The libretto makes use of a time-honored flashback technique, as we see the sisters in their old age first and then learn their story through their hallucinations and reveries. Misbegotten romance, political disruption, family tragedy — all flash by, as unwelcome visitors from the “real” world intrude into the increasingly addled ladies’ lives.
Many a contemporary opera has been built on such slender narrative. Think of Katia Saaraiho’s recent L’Amour de loin, a Tristan und Isolde-inspired work in which two would-be lovers correspond, agree to meet, and at the end of one’s journey to the other, the traveler dies. Perhaps composers feel that new opera must avoid the event-packed melodrama of the standard repertory, or just as likely, since much of contemporary composition builds itself up from small fragments through minute development, only such a story will serve.

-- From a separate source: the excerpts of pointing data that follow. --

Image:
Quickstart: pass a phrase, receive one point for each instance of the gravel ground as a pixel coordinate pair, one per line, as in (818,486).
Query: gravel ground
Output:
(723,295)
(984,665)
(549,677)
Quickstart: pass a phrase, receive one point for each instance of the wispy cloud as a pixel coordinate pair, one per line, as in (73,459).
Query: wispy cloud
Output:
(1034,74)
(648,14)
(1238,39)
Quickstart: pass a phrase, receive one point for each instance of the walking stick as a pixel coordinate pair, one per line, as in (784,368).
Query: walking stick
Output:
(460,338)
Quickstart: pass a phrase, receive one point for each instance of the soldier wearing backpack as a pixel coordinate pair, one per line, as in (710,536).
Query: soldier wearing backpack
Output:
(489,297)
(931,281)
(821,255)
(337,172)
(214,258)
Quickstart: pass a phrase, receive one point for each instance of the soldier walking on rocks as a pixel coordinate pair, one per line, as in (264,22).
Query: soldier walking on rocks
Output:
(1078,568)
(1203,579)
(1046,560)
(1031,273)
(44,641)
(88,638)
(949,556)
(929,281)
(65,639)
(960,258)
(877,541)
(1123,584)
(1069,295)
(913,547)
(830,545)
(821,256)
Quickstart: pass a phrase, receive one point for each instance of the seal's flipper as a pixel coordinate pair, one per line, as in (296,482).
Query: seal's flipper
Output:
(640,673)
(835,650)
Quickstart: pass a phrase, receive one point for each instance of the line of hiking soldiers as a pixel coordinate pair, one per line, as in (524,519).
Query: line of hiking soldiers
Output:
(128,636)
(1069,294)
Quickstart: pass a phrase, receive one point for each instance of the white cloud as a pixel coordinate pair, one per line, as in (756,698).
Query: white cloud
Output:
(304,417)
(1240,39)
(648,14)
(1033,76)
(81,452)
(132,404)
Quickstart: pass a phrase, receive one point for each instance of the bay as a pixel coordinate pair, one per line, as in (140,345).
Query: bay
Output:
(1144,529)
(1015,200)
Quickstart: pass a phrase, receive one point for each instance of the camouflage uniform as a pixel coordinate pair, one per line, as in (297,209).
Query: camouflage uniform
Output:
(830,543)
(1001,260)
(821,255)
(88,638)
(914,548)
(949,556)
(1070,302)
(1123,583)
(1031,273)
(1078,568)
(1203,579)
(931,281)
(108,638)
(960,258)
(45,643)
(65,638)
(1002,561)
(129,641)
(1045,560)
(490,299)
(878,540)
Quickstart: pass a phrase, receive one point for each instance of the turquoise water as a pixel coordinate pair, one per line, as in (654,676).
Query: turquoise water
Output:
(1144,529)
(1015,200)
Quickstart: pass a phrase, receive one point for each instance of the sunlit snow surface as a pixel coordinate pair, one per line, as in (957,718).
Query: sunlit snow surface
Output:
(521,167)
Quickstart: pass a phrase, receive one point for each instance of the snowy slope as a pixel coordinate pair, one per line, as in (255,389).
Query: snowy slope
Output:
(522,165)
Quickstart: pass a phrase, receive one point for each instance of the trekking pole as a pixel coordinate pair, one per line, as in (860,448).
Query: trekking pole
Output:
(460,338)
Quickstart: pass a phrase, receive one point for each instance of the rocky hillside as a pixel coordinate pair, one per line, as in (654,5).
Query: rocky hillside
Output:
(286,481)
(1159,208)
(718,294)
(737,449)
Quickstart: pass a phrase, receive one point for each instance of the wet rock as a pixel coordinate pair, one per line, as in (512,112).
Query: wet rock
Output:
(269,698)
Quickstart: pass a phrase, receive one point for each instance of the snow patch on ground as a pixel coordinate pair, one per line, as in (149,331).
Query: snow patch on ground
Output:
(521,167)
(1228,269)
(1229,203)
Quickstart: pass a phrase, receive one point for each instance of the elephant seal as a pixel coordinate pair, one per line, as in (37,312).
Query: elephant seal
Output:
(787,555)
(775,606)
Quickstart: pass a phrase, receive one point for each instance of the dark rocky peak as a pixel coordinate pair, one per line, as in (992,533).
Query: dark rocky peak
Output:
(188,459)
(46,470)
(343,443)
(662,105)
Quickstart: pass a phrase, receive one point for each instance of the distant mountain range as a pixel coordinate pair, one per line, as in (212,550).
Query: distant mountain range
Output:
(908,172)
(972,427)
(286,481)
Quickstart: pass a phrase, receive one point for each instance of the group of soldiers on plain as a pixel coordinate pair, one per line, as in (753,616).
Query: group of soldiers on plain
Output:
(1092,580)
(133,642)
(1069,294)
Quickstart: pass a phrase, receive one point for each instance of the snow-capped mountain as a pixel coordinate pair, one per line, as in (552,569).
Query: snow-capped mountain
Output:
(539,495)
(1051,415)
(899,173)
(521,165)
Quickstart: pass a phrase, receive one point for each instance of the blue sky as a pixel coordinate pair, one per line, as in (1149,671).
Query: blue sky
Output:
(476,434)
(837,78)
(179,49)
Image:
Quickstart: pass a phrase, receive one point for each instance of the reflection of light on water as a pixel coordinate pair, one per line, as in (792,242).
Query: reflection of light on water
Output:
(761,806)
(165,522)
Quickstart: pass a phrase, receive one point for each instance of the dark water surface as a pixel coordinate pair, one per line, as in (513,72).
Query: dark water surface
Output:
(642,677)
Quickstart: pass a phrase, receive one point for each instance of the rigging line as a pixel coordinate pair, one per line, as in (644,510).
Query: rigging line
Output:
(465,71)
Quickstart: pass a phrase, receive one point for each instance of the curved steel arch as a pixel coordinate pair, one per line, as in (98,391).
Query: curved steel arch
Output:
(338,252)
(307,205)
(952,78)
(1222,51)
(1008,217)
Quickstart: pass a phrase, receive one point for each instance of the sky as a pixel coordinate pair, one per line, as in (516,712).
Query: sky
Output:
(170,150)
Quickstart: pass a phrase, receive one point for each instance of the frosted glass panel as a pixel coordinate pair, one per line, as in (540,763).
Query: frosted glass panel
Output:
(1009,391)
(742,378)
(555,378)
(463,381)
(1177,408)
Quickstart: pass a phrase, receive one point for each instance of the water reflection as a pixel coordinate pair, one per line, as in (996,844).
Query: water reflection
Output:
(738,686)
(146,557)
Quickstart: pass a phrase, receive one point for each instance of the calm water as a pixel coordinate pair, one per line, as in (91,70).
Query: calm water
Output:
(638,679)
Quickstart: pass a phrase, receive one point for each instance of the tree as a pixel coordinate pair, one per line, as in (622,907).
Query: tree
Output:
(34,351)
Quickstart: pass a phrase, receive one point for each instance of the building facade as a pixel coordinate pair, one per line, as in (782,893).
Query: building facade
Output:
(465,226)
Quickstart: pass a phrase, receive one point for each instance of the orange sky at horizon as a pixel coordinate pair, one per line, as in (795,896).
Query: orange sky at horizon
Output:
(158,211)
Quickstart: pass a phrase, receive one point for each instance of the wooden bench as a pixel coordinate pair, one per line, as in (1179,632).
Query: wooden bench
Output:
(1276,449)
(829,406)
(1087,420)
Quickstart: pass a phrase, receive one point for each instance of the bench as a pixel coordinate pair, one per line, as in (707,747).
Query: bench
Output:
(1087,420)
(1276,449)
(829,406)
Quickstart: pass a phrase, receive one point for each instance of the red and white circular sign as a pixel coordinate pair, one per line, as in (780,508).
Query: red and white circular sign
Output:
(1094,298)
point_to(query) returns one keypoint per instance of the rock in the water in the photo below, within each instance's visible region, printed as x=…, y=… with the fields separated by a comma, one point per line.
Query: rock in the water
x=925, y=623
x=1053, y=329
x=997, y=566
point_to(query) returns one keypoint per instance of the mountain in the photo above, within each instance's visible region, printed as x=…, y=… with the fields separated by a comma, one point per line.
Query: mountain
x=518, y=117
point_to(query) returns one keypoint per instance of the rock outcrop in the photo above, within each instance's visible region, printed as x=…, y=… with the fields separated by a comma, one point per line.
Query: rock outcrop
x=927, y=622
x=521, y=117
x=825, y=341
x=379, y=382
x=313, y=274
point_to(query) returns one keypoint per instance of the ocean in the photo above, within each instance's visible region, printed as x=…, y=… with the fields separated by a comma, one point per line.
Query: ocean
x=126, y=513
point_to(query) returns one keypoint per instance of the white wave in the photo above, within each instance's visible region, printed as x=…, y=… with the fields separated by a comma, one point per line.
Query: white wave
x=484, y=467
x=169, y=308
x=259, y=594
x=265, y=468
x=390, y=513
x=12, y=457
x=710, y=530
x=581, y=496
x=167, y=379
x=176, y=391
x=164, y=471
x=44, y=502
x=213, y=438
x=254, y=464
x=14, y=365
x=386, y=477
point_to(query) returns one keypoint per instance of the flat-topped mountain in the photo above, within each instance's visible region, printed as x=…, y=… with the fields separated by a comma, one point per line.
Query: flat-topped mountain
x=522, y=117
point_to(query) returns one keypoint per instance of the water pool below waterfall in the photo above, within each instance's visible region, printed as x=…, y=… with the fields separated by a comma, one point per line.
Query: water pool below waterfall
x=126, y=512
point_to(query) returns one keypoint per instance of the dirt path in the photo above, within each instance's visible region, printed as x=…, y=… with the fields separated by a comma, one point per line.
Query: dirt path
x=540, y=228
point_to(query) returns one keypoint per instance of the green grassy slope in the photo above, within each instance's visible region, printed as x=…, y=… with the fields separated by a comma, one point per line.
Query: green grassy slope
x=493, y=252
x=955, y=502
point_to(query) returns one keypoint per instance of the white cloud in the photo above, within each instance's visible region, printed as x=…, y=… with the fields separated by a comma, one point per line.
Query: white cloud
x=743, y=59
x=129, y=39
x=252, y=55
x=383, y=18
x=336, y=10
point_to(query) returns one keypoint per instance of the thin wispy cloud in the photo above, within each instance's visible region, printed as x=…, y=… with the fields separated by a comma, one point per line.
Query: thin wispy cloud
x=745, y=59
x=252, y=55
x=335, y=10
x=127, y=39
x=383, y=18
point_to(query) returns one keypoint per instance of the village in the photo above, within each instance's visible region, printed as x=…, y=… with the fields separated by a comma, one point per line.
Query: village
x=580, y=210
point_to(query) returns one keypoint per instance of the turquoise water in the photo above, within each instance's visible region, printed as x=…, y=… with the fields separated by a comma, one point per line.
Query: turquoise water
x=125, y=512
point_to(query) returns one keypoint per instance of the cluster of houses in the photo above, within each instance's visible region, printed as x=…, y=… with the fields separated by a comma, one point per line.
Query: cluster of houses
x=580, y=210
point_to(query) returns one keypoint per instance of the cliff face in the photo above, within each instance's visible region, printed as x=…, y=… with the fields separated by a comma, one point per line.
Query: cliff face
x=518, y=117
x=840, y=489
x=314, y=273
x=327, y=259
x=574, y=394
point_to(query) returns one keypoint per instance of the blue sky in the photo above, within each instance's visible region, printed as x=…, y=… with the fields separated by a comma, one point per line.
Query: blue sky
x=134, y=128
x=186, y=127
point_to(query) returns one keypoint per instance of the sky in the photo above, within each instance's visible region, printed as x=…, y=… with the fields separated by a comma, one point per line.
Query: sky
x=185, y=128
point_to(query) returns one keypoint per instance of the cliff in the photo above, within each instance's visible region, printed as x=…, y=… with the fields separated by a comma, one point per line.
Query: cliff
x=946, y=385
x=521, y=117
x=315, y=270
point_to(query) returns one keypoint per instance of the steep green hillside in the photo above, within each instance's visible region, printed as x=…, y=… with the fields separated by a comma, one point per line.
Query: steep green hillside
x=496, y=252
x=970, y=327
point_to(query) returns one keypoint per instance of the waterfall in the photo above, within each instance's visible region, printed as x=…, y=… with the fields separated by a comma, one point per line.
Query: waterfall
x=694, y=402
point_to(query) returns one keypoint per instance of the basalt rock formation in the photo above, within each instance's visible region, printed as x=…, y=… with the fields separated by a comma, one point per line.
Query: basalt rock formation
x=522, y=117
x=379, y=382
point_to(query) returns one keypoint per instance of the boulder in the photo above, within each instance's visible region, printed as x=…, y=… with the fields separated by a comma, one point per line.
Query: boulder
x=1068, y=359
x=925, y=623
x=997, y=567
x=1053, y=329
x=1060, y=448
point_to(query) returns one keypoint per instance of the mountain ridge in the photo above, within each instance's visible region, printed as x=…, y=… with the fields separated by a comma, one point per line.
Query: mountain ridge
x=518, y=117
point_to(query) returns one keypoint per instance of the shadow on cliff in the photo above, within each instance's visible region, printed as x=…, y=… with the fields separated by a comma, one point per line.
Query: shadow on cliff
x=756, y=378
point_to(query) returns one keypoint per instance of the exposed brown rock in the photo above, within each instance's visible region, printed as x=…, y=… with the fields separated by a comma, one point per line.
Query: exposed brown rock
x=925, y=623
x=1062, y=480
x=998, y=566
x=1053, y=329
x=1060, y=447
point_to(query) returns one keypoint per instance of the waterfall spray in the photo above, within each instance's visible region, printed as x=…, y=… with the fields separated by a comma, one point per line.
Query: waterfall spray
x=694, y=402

Whatever the reason, each opera must be judged on its own terms, and The House of the Sun makes for compelling, even moving listening. The sisters, as lost children of a dead world, can symbolize the ideals of Western civilization, pathetically neglected and out of place in a contemporary world, represented in the opera by lawyers, bankers, and social welfare workers.
However, Rautavaara’s classification of the opera as a tragedia buffa must be recalled. Sad as they are, the sisters remain somewhat foolish creatures who engineered their pathetic fate by refusing to adapt to new surroundings. When two young men, brought to the home to help the ladies out, take advantage of the ladies’ obliviousness to steal a precious egg, they also, out of sheer random cruelty, shut off the electricity. The ladies cannot fathom how to turn it back on, and settle down into their hallucinations of their deceased family members, who remind me that “nothing [is] really, really real.”
Despite techniques familiar from many contemporary scores, such as bursts of aggressive percussion, a haunting lyrical mood dominates. Without strong melodic content, the music still manages to convey a lost world of beauty and grace, and a long duet for the sisters in act one, over nostalgic strings, is masterfully conceived.
The stage-worthiness of the opera may be questionable, but as a vehicle for female voices, surely a smaller company could find it worthwhile. On this recording Anna-Kristina Kaappola and Raija Regnell’s voices blend beautifully as the older sisters, and their younger selves are sung by Mia Huhta and Helena Juntunen. Male voices tend to the gruff, fitting the characters, and Mikko Franck leads the Oulu Symphony Orchestra with requisite force and sensitivity.
Rautavaara’s libretto is as skillful as his music. Under 90 minutes long, the opera as recorded conveys the sad, monotonous life of the sisters without being static itself. When the final visitor knocks portentously on the door as the sisters slip away, listeners may feel that a whole world, slightly ridiculous and yet deeply beautiful, has slipped off to its eternal rest, leaving nothing but a world of commerce and bureaucracy.
One may even be inspired to turn off the electricity and join the sisters in proclaiming that nothing is really, really real — but have some batteries for the CD Walkman handy, so that Rautavaara’s The House of the Sun can serve as a morbid soundtrack.